MIT Saliency Benchmark

The MIT Saliency Benchmark website is an up-to-date, online source of saliency model performances and datasets. It provides the results of models evaluated on their ability to predict ground truth human fixations on MIT300 benchmark, containing 300 natural images with eye tracking data from 39 observers.

Object Size Datasets

A group of datasets with the common theme of exploring variations in visual size of real-world objects. Download datasets for Big and Small Objects here (200 big, and 200 small objects), Object Size Range here (100 objects ranging in real-world size with corresponding size ranks), and sample congruent and incongruent displays from two experiments here.

Image Memorability Dataset

The first image memorability database, with 2222 images, for which we have measured the probability that each image will be recognized after a single view.
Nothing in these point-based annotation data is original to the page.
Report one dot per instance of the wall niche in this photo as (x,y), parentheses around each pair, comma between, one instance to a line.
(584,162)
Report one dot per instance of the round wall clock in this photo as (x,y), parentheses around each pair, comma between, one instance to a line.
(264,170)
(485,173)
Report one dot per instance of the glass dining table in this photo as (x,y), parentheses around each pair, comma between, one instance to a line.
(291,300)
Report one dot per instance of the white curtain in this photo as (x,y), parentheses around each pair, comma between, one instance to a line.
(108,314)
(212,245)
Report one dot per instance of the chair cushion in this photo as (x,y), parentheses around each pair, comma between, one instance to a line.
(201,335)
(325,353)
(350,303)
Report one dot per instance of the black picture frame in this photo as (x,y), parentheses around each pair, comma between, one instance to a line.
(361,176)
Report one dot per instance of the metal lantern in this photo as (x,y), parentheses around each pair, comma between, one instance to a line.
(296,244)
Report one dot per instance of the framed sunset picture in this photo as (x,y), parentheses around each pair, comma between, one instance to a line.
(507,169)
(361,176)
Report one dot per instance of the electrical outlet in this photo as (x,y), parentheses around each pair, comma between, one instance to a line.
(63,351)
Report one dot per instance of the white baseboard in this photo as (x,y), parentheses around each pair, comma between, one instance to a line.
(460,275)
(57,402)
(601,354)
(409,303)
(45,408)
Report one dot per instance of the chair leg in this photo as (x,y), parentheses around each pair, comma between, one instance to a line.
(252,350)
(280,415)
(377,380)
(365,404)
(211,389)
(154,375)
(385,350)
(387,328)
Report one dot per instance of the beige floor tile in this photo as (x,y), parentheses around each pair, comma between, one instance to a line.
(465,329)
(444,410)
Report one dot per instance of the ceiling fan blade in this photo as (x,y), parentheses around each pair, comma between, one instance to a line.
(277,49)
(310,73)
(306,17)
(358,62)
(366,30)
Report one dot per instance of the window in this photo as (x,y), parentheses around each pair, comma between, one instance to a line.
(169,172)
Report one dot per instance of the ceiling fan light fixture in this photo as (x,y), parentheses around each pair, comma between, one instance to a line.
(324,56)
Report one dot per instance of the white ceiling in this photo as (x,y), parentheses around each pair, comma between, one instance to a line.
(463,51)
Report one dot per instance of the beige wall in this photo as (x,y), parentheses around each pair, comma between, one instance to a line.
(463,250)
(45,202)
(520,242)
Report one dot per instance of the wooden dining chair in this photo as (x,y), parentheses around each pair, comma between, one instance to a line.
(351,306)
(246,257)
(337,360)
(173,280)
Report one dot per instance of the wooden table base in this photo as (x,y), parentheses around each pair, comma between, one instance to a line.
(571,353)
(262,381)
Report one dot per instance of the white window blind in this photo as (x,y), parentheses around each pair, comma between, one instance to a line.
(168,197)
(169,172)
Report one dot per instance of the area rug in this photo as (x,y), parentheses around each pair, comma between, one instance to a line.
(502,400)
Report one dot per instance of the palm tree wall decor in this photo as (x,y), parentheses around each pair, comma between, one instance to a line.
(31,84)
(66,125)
This image memorability dataset includes target and filler images, precomputed features and annotations, and memorability measurements. Additional feature annotations for the dataset here.

Spatial Envelope Data

When looking at a scene, humans process the global layout properties (or spatial envelope) of the image first, before processing details. Layout properties such as depth, openness, and perspective, data was collected from 14 subjects rating the properties for 7,138 images of natural and urban scenes. The image set, human ratings, PCA GIST features, PCA GIST basis vectors, and code for a cluster-weighted regression model are released here.

Modeling Search For People in 900 Scenes

How predictable are human eye movements as they search real world scenes? We recorded 14 observers’ eye movements as they performed a search task (person detection) on 912 outdoor scenes, and here you can find all data associated with this experiment.

Contextual Guidance of Eye Movements Dataset

Many experiments have shown that the human visual system makes extensive use of contextual information for facilitating object search in natural scenes. However, the question of how to formally model contextual influences is still open. The Contextual Guidance model of attention predicts the image regions likely to be fixated by human observers performing natural search tasks in real world scenes.

GIST Feature: Code

Intuitively, GIST summarizes the gradient information (scales and orientations) for different parts of an image, which provides a rough description (the gist) of the scene. Here we provide MATLAB code with examples and a small dataset of images, the 8 scene categories dataset, containing 2600 images from 8 outdoor scene categories, fully labelled with more than 29,000 objects.